O mal dos montes é que nem sempre têm cobertura. Ora, uma mensagem com uma dúvida pode levar horas a ser respondida. Horas e um valente trambolhão.

Um dia destes, andava André no monte a dar os últimos retoques ao Ultra Trail Douro e Paiva e ficou sem sinal, ora. E andávamos nós, impedidos de ir àquela que é das mais belas provas de montanha nacionais e que acontece este domingo, a saciar o bicho numa incursão pelo Bestança. A ver o trabalho feito, a recordar os anos passados e os tantos palavrões que por ali disséramos e a frase mais genial de toda a história do trail nacional: “Nós não choramos porque chorar desidrata”. Pois não. E estavam 34 graus, nesse dia em que andávamos a matar saudades, chorar estava proibido.

Pois que André não respondeu, não. Mas nós, finos comó Alho, descobrimos as fitas, ali junto à ponte de Pias, no fundinho onde Cinfães encontra o Douro. A prova estava já marcada e isso, meninos, é uma festa: correr parte do UTDP sem ranhosos a resmungar porque estamos a impedir, com a nossa nulidade, os trilhos estreitos, correr sem o relógio a contar, correr com o tempo de, há que assumi-lo, caminhar, pois então.

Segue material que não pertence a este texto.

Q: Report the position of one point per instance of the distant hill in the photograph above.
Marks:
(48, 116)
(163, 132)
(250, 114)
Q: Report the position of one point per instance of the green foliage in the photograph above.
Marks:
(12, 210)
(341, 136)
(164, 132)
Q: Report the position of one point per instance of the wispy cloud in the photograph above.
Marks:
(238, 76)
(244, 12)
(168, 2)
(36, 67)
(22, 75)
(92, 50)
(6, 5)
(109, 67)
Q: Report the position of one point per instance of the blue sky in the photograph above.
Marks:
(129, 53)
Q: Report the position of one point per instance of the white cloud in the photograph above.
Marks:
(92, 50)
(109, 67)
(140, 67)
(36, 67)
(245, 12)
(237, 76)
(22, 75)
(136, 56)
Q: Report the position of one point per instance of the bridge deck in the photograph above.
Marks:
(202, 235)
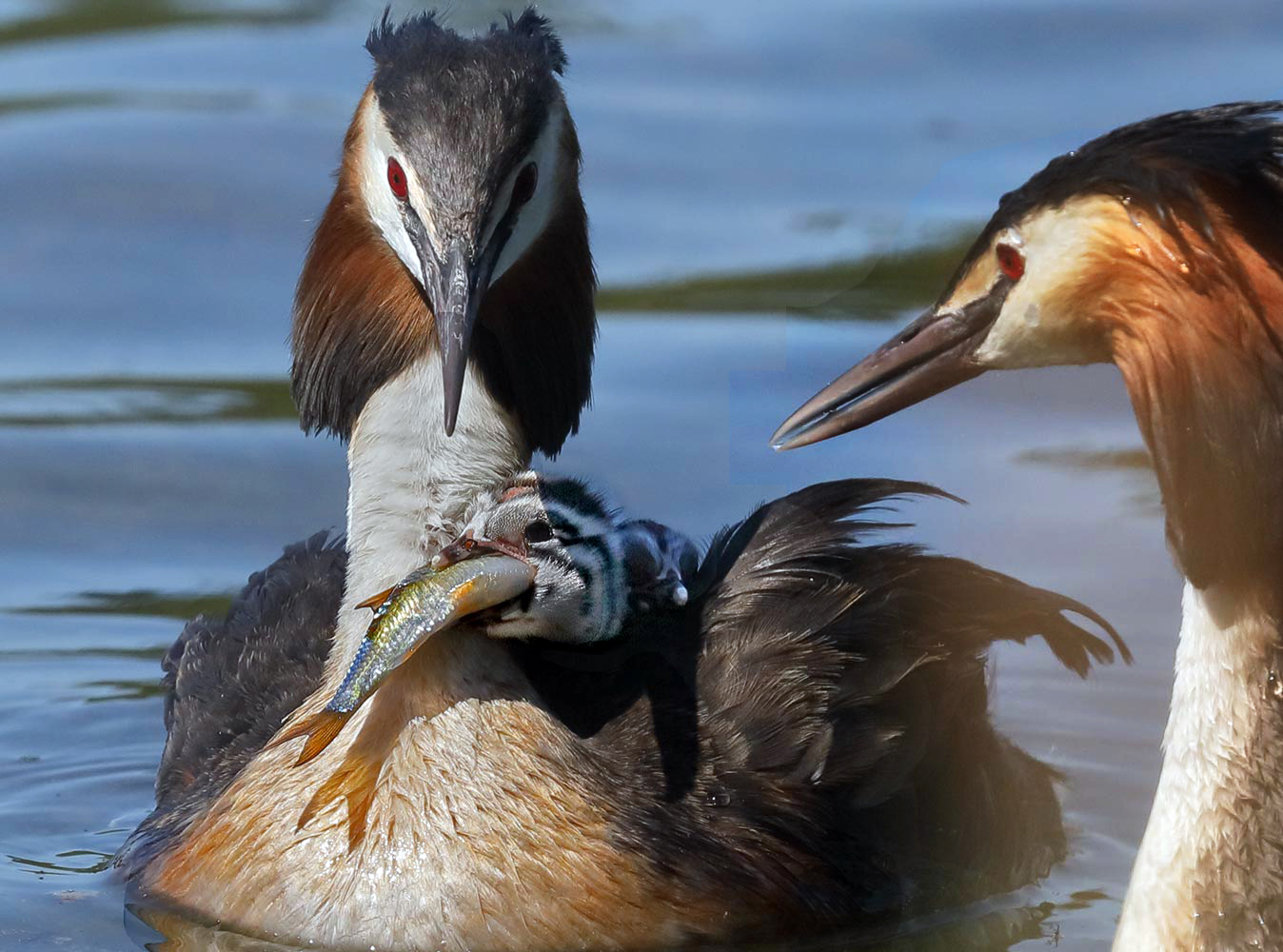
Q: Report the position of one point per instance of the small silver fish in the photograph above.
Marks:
(421, 605)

E, obviamente, molhar a alma no Bestança.

Siga então Bestança adentro, primeiro calçada acima, depois trilho abaixo, pensando no quão bom é passar num trilho virgem (para quem não sabe, ser último tem essa outra coisa terrível que é apanhar com lama até ao pescoço ou pó até ao tornozelo, num chão tornado em escorrega incerto pela passagem de centenas de pés).

Virgem. Nunca julgámos estar a escolher palavra tão certa. Ao cabo de uns quilómetros de alegria, mato. Erva seca, alta. Silvas. As pernas já em sangue, uma espinha na cara, uma urtiga no braço. E, claro, a falta de chão. Valeu que a encosta era, ainda, relativamente curta e a vegetação tão densa que agarrou a roupa. A queda, ainda que fenomenal, não teve mais de dois metros. Acabou em risos. Podia ter acabado em tragédia. Uns metros adiante era o precipício acamado de pedregulhos.

Mas sim, havia fitas por ali. E agora havia um cenário de guerra, folhas coladas à cabeça, silvas em jeito de coroa de espinhos, urtigas a animar toda a camisola e o suor, esse querido amigo, a arrastar isso tudo corpo abaixo, numa autêntica batalha campal. Os membros estavam incólumes e as fitas, essas cabras, riam-se na absoluta imobilidade da falta de vento. Voltámos para trás que para diante era o mistério e, chegados à ponte de Pias, depois do retemperador descanso na lagoa natural que ali se forma, vem a mensagem.

Diz André: Da última travessia do rio até ao fim, a prova está toda marcada. Só falta ali um pedaço depois das Carvalhas, está tapado. Ainda vão limpar. A sério André? Olhamos o chão e ali, nos 30 metros de ponte e de alcatrão, o sinal para os atletas de amanhã. “Cuidado!” Em absoluta sintonia, André, com rede: “Cuidado! Estão bem?” Por sorte, sim. Moral da história. É super giro ser rato e meter-se pelo percurso de um trail à má fila, à pipoca, o que lhe quiserem chamar. É. Ou não.